The US and French consulates warned people to stay away from the area.

Erdogan met his prime minister and military chief after news of the carnage broke.

"We urge the world, especially Western countries, to take a firm stand against terrorism," Erdogan said in a statement.

"Despite paying a heavy price, Turkey has the power, determination and capacity to continue the fight against terrorism until the end." Istanbul, a major tourist hub that is home to some 15 million people, has suffered a series of attacks in the past year, including a bombing in the heart of the tourist district that killed a dozen German visitors and was blamed on IS.

Two months later, three Israelis and an Iranian were killed in a bomb attack on the city's main Istiklal shopping street, also blamed on IS.

A blast on the tarmac at Istanbul's other international airport, Sabiha Gokcen, killed a cleaner in December.

Turkey has been hit by at least five attacks blamed on IS jihadists, including a blast in Ankara in October 2015 that left over 100 dead, the worst in the country's modern history.

The Kurdistan Freedom Falcons (TAK) - seen as a splinter group of the rebel Kurdistan Workers' Party (PKK) - also claimed a car bombing in Istanbul in June that killed 11, and warned foreign tourists they would not be safe in Turkey.

It said its action was to avenge a sustained offensive against the outlawed PKK in southeastern Turkey following the collapse of a ceasefire last year.

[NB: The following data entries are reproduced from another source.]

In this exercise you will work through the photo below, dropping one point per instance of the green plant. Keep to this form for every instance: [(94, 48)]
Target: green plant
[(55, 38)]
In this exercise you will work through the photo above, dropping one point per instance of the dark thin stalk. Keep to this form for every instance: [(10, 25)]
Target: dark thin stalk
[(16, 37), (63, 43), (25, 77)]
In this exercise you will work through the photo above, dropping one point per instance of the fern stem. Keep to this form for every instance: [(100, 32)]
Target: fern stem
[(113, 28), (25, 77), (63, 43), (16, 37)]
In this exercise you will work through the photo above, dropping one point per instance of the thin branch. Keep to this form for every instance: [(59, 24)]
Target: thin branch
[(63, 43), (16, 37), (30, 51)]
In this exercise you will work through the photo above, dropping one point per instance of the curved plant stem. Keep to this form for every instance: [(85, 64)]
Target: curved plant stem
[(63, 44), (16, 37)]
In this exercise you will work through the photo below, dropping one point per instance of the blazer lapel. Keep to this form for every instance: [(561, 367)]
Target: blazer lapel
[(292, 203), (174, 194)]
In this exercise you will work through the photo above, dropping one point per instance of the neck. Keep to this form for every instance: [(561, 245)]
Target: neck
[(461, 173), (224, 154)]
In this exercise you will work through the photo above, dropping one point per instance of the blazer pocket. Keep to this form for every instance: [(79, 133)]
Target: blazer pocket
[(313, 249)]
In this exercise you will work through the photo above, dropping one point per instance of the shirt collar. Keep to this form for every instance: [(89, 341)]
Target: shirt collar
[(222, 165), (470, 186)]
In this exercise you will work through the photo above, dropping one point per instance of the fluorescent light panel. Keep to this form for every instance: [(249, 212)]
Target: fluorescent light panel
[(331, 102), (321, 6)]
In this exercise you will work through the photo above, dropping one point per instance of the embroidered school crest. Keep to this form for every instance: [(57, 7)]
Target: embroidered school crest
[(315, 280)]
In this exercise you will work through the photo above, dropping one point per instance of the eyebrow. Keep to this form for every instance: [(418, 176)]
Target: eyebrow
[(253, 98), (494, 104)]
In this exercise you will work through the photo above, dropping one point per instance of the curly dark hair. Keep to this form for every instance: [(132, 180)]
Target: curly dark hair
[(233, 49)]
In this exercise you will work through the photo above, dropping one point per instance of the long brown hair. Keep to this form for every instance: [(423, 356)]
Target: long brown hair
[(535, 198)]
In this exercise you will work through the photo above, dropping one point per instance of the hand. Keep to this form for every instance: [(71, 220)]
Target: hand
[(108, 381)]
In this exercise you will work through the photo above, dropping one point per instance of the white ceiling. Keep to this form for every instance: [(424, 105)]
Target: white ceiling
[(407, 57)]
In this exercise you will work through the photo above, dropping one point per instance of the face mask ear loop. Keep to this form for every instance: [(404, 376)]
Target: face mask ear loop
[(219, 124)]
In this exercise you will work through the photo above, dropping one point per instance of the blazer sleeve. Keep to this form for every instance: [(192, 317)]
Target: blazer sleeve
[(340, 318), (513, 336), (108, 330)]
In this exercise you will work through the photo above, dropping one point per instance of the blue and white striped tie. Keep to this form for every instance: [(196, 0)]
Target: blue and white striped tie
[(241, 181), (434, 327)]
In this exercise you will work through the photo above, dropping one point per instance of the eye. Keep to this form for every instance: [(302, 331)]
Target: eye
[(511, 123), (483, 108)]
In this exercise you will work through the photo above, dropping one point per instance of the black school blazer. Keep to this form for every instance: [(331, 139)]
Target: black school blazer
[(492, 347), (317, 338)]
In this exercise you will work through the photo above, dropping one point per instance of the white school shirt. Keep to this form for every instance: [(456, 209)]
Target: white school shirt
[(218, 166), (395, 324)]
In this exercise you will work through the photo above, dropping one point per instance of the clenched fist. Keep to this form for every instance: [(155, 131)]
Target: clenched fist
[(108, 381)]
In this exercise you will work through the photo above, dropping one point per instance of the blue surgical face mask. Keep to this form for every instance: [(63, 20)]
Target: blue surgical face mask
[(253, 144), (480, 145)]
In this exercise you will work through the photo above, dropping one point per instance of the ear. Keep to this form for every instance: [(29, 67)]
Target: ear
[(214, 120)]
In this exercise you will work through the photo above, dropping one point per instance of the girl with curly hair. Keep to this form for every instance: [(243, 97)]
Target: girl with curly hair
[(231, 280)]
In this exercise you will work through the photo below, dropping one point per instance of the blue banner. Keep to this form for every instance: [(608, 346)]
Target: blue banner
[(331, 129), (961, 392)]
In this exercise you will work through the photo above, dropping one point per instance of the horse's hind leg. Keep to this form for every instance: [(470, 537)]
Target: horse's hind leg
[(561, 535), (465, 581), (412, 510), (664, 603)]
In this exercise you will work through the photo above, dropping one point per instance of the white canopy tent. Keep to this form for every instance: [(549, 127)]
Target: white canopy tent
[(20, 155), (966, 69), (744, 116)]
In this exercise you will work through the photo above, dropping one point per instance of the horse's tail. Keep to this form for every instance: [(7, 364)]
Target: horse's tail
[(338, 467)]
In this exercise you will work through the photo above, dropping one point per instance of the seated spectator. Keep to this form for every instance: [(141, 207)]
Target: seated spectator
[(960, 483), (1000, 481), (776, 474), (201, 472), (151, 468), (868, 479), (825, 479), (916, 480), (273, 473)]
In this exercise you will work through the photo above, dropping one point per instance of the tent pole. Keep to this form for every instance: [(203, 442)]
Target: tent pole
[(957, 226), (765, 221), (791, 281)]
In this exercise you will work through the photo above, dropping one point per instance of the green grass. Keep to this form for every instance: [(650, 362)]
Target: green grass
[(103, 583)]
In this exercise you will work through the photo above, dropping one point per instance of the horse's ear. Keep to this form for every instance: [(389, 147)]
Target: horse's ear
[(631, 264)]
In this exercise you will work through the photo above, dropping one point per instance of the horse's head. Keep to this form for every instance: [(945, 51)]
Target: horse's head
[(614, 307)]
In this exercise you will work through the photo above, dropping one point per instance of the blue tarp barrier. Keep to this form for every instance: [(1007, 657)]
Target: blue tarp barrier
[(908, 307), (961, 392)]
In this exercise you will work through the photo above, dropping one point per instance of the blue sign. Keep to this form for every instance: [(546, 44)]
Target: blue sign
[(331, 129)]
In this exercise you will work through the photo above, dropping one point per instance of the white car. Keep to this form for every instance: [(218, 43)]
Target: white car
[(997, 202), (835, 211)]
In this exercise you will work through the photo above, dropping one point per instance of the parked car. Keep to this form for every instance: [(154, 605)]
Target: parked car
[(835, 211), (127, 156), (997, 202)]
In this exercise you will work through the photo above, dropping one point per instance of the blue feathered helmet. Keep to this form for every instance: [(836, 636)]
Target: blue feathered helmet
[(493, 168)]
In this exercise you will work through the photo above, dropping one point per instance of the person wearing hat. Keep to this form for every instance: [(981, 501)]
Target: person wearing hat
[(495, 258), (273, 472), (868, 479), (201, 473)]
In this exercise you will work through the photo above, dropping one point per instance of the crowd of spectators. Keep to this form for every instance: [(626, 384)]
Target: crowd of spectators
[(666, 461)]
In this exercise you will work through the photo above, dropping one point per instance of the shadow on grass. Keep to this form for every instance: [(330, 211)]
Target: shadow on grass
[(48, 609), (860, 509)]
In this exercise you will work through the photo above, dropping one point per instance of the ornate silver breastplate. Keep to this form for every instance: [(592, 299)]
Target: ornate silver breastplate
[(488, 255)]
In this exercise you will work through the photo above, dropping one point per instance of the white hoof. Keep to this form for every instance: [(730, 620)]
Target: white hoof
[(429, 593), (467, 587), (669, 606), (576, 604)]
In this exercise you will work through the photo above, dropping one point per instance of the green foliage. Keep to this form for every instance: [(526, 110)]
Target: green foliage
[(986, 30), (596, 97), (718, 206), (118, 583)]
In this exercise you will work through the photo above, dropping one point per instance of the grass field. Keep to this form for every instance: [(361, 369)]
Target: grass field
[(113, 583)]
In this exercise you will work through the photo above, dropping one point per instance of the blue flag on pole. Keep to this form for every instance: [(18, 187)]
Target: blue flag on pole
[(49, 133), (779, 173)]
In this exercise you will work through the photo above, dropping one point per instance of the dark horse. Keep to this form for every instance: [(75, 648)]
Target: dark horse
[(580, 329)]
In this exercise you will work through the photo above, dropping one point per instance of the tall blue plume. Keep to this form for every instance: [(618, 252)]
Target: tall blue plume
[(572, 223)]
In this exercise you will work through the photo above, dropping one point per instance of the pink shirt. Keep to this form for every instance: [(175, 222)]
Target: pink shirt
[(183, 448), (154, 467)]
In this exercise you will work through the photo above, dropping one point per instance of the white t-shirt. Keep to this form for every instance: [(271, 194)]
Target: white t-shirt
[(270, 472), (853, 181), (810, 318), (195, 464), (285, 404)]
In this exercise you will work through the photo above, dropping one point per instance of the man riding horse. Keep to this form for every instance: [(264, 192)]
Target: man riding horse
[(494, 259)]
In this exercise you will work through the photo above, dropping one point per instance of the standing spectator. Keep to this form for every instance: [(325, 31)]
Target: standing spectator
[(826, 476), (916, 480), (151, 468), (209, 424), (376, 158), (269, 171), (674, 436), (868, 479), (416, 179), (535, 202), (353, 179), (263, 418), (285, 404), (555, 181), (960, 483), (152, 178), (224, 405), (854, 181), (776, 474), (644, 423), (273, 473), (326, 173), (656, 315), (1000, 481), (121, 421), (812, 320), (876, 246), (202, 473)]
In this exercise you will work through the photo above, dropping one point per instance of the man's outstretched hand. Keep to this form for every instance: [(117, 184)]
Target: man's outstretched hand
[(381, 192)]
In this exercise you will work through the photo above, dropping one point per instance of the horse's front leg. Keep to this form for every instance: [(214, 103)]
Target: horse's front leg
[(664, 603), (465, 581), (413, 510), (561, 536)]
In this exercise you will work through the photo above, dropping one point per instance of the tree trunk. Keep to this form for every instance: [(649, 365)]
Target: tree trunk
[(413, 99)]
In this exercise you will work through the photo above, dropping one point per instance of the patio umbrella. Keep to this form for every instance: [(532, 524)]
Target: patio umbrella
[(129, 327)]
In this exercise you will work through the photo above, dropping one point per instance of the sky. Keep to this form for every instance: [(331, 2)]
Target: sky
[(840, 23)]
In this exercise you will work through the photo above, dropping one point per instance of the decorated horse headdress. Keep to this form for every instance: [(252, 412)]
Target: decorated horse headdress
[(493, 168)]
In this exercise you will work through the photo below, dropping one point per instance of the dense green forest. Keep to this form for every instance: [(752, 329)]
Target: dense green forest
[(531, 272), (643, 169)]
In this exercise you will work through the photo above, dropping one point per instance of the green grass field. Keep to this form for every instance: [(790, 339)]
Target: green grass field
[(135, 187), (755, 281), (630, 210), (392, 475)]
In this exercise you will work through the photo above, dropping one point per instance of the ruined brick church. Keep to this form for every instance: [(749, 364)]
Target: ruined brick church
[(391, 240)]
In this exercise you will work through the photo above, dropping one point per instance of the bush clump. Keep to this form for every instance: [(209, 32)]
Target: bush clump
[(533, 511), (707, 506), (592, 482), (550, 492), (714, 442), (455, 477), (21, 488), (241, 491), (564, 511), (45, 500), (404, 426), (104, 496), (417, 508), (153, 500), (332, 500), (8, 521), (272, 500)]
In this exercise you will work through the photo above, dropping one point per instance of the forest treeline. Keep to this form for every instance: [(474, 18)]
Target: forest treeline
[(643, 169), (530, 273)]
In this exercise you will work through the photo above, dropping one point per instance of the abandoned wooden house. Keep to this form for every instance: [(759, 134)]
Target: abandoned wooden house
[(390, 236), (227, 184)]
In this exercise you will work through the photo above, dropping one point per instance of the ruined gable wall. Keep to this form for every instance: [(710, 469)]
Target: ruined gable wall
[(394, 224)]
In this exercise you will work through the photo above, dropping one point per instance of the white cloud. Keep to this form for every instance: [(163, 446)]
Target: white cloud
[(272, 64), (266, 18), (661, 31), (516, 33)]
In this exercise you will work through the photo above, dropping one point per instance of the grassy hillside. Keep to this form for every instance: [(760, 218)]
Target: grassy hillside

Hundreds of members of the Turkish security forces have since been killed in PKK attacks.

Meanwhile, a roadside bomb planted by Kurdish militants ripped apart a military armoured vehicle in southeast Turkey on Wednesday, killing two soldiers and wounding three others, security sources said.

Kurdistan Workers Party (PKK) militants detonated the explosives by remote control near a village in the Derik district of Mardin province at 3:10 pm (1210 GMT), the sources said, adding an operation was launched in the area to capture those responsible.

Turkey is facing multiple security threats. As well as the insurgency in the mainly Kurdish southeast, it is also fighting Islamic State in Syria as a member of the US-led coalition.

Earlier on Wednesday, the Turkish military said two soldiers were killed and another three wounded on Tuesday evening in two attacks by PKK fighters in the southeast's Diyarbakir province.

The militants launched one attack in the Lice area of Diyarbakir, wounding four soldiers, one of whom later died in hospital, the armed forces statement said.

It said another soldier was shot dead by PKK militants in Diyarbakir's Bismil district after he got out of a vehicle in front of his house.

More than 40,000 people have been killed in the conflict since the PKK, designated a terrorist group by Turkey and its Western allies, began its insurgency in 1984. Violence has surged since the collapse of a ceasefire last July.